Additional uprights between slide and ramp.

For our configuration we decided to have the slide and the ramp on the front of the Jungle Fort. The plans made recommendations for safety reasons that you should have a minimum of 21 inches between a configuration such as this. When I actually marked out for the additional uprights I ended up with a clearance of 19 1/2 inches between the slide and the ramp. I felt that it would be sufficient even though it was 1 1/2 inches shy of the recommended number. I didn’t have much option for a redesign and if I had fully understood at the onset of the build I may have increased the front overall width be 3 inches to guarantee the clearance but now I’m here I don’t think it will be a problem.

On the opposite side to the ramp, a dimension of 22 1/4 inches was marked from the inside of the upright onto the decking. This is the minimum dimension needed for placing the slide into position. This upright would be a 2 inch by 4 inch prepared timber meaning I had to cut out a slot 1 1/2 inches by 3 1/2 inches to fit it in. The left over dimension between the two uprights was 10 1/2 inches and by allowing a gap of 3 1/4 inches per side the central upright would have to be a custom piece of 4 inches, fortunately I had plenty of six inch boards that could be cut down to accommodate the new dimension. Once again cutting in these extra slots was easier due to the earlier mishap leaving an open face to start the cut from but I will have to place in the filler piece before placing the ramp or slide into position.

While cutting in these additional slots I noticed that they would fall in line with the joist hangers underneath so I had to make sure to allow enough play for the board to push past but even so I still had to provide a groove in the surface where the joist nails protruded. I didn’t want to have a large gap in the upper decking so it was easy enough to carve the slots with my wood gouge. The center upright has a slightly different problem, this would straddle one of the joist members which meant the upright had to be slotted to slip over the joist. With the center upright the top was left square so as to match up with the roof construction, for the others, 45 degree chamfers helped to reduce the sharp edges.

Roof frame constructed and mounted on Jungle Fort.

With all the decking enclosed in the areas needed, apart from where the Rock Wall sits which will be enclosed by the wall itself, I could concentrate with assembling the frame for the roof.

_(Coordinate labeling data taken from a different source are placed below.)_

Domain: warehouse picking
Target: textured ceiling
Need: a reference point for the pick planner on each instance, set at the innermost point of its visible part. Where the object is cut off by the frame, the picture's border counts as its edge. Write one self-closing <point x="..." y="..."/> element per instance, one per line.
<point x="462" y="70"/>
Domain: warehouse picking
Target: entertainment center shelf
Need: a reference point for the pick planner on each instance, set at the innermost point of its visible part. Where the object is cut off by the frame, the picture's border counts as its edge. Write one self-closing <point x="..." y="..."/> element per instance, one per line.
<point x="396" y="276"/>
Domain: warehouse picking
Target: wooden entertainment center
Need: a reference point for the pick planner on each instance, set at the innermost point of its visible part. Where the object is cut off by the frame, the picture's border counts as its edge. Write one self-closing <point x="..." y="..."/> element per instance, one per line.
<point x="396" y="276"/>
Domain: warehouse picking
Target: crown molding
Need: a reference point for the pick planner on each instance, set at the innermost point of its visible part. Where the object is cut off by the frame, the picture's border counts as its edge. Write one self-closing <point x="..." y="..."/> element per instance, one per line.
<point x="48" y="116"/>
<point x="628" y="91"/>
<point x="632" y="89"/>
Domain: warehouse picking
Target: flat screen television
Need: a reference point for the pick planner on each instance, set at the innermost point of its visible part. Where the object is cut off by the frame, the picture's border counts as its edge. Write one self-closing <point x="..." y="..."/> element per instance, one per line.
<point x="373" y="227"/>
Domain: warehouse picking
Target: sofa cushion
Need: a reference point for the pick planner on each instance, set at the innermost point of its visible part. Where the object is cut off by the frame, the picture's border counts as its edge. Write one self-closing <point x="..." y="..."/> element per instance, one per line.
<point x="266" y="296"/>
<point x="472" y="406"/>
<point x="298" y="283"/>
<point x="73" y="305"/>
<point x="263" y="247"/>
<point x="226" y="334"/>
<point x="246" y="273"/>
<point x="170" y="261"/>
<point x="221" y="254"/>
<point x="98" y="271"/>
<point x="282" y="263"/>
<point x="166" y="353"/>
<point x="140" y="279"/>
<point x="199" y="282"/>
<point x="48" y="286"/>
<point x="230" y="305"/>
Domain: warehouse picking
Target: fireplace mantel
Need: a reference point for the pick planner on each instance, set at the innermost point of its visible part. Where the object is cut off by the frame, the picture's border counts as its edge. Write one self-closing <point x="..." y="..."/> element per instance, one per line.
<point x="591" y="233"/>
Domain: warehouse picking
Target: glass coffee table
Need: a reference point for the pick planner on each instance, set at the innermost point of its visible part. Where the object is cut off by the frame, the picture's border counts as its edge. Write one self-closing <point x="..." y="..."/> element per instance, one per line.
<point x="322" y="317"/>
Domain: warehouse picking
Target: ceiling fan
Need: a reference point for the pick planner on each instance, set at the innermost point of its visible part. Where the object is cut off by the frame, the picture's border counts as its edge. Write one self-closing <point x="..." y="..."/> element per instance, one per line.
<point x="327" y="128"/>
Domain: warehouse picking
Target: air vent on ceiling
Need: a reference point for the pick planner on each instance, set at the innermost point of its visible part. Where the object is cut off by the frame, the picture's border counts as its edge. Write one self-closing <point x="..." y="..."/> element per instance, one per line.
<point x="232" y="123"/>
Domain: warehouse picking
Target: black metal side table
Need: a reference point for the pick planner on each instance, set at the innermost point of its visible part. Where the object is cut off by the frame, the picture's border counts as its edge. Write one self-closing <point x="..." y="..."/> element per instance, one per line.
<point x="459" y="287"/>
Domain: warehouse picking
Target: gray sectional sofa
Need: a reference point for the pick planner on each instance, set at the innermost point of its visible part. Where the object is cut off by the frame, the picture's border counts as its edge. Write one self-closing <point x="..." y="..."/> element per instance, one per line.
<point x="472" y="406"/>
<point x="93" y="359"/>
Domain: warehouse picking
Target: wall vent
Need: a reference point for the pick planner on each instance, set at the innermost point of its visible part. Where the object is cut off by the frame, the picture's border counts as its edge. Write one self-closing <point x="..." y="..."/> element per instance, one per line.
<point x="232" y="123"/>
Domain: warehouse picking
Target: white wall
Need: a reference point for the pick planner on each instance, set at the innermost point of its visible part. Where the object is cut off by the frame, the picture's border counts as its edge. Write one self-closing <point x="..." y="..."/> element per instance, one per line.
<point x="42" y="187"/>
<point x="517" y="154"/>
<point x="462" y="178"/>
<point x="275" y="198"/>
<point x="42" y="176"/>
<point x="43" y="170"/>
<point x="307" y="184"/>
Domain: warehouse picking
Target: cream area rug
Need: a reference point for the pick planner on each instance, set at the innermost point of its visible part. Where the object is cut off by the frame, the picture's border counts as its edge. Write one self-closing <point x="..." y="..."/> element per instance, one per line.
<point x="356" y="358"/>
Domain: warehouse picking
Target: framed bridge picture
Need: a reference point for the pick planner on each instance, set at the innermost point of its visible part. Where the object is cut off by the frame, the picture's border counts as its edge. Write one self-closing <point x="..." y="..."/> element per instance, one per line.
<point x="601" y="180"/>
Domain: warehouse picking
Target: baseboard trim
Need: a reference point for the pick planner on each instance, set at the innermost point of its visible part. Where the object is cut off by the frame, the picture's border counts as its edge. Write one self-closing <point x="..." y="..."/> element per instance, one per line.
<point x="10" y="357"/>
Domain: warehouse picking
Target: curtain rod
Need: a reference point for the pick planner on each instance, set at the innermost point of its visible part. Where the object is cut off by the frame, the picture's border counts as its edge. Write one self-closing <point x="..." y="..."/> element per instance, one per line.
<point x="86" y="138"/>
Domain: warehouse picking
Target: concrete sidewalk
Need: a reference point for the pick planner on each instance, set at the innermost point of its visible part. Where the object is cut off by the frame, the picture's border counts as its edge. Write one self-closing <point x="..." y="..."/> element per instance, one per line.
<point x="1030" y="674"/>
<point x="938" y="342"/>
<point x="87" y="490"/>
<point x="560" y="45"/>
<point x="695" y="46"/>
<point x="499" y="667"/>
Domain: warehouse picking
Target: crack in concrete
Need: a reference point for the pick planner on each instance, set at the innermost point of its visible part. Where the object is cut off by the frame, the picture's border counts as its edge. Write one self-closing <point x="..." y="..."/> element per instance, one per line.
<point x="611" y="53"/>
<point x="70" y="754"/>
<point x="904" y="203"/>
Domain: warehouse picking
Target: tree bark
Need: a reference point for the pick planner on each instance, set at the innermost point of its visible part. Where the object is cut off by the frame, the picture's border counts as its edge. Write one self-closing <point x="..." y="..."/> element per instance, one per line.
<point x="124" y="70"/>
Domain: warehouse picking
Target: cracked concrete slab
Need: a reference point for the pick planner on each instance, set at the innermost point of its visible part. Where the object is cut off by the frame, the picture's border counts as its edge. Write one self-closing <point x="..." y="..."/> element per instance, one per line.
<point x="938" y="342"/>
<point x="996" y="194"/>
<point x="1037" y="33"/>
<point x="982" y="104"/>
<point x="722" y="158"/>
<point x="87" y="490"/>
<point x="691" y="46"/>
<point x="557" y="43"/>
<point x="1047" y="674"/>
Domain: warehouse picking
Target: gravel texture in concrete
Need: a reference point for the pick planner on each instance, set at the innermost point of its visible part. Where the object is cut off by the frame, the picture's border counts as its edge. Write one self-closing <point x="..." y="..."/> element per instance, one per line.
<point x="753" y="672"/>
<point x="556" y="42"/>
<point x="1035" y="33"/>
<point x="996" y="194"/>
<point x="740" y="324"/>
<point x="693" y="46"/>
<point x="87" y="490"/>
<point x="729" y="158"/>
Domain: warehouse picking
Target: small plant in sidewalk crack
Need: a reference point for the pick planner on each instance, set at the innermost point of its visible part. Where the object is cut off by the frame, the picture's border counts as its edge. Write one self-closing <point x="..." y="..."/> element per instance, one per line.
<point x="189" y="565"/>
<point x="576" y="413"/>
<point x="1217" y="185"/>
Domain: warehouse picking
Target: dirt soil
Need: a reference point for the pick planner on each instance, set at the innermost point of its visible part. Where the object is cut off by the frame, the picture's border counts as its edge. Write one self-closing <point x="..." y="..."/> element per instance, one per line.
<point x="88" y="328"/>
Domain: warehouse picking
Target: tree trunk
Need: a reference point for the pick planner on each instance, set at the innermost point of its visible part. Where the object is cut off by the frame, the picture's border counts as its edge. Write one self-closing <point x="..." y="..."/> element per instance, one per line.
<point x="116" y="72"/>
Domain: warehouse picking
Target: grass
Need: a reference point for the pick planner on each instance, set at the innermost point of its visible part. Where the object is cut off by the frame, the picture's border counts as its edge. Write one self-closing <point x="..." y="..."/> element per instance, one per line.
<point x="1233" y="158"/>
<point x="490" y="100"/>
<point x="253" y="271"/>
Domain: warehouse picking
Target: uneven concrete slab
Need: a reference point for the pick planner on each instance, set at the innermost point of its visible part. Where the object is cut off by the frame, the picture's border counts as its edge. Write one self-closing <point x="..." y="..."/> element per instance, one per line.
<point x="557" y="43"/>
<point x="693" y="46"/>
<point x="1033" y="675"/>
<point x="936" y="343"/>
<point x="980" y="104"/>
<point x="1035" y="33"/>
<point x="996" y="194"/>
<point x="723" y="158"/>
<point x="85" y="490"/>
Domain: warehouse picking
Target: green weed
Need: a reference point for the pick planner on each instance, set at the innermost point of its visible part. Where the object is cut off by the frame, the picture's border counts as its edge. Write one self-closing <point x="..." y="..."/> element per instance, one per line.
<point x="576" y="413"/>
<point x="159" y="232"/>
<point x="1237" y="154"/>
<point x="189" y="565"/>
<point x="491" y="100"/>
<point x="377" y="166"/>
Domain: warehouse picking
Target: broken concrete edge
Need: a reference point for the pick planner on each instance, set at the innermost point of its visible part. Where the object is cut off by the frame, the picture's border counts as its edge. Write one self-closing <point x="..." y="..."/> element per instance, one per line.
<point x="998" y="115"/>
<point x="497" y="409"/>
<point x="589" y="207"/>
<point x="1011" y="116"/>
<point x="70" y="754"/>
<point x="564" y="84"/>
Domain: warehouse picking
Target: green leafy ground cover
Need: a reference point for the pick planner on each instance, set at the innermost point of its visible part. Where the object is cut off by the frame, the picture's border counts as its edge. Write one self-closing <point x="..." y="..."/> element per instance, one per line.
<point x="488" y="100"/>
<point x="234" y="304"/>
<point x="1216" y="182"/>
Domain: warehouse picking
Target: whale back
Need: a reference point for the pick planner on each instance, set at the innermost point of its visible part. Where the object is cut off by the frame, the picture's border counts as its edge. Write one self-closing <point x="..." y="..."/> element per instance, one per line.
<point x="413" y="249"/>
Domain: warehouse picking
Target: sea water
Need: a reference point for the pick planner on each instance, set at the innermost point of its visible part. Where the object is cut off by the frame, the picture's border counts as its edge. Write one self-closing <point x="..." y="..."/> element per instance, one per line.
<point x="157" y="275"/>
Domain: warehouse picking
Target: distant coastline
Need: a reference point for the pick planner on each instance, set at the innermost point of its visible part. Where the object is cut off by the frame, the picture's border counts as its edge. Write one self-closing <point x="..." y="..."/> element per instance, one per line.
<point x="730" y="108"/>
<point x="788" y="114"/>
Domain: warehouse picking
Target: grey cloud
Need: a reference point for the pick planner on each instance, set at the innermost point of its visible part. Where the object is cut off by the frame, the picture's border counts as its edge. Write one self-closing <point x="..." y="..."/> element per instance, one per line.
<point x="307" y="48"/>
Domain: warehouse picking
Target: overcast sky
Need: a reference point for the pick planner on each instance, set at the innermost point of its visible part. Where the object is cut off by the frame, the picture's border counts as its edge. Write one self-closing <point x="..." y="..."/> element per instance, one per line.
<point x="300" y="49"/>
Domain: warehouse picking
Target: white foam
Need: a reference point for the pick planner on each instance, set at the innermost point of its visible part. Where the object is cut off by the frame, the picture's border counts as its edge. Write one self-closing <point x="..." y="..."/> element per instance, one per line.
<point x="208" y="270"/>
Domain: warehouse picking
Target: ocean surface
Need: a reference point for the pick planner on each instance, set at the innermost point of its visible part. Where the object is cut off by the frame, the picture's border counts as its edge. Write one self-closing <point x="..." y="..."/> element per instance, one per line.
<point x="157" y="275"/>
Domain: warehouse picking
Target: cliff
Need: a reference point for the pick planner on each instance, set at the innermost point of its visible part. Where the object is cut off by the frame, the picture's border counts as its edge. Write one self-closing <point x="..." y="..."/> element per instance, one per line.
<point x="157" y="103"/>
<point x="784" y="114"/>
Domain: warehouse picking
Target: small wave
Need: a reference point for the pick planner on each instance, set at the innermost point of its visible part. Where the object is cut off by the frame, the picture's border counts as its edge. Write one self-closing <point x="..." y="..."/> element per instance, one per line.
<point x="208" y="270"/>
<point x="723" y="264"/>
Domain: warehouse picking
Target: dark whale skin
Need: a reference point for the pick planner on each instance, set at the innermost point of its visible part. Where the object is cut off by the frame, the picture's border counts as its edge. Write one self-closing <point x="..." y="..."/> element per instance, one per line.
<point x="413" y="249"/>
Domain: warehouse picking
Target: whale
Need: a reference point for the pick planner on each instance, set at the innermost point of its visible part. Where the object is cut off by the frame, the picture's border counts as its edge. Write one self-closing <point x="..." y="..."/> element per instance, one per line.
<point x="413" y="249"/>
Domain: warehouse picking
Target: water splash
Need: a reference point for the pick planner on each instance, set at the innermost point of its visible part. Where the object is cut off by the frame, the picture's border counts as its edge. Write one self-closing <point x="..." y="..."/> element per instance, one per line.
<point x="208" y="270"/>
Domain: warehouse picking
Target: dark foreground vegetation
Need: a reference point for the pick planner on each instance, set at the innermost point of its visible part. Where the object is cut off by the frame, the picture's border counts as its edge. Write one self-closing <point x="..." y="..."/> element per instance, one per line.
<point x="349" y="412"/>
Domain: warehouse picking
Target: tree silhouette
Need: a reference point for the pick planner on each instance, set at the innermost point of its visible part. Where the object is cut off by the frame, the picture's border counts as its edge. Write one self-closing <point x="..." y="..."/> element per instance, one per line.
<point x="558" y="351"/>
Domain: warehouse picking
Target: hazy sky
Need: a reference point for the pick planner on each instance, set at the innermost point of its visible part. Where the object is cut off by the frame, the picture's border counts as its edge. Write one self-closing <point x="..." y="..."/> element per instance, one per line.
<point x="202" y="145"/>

For this there were only seven pieces to the puzzle, two parts that would span the front and rear part of the Jungle Fort, being fixed to the main corner uprights with 2 1/2 inch deck screws. A further two parts that would be screwed to the ends of these front and rear pieces creating a rectangle that sits on top of the front and rear top boards of the Jungle Fort. This is the outer frame work that will fix the roof tarp in place.

The apex of the roof frame is made from three pieces, using galvanized metal corner brackets to hold the parts together. These were easily fixed in with galvanize joist hanger nails. It was important to make sure the counterbored holes that would accept the bolts were on the inside before fixing on the plates, I had a close shave with one being reversed, luckily I caught it before nailing the plate fully in. The one thing with this method is it becomes a very wobbily fixture until it’s secured in place. Trying to man handle the part into position proved to be quite a task, I found that once on top of the central support I could lift it until I could push the bolt through the hole and clamp into position. I did exactly the same for both front and rear until the bottom edge lined up with the pre marked height, once there I could check for square with the framing square before securing completely with the 3 inch by 3/8 inch carriage bolts, washer and lock washers.

I decided to install the actual roof canvas at a later stage, right now I had to think about constructing the ramp and installing the slide. Once I have these items install then I would add the Monkey Bars then install the roof canvas. I didn’t want to hinder my progress by having to duck everytime I was standing on the deck. The progress is slow but its getting there and with a bit of luck the following weekend will see the ramp and slide in place.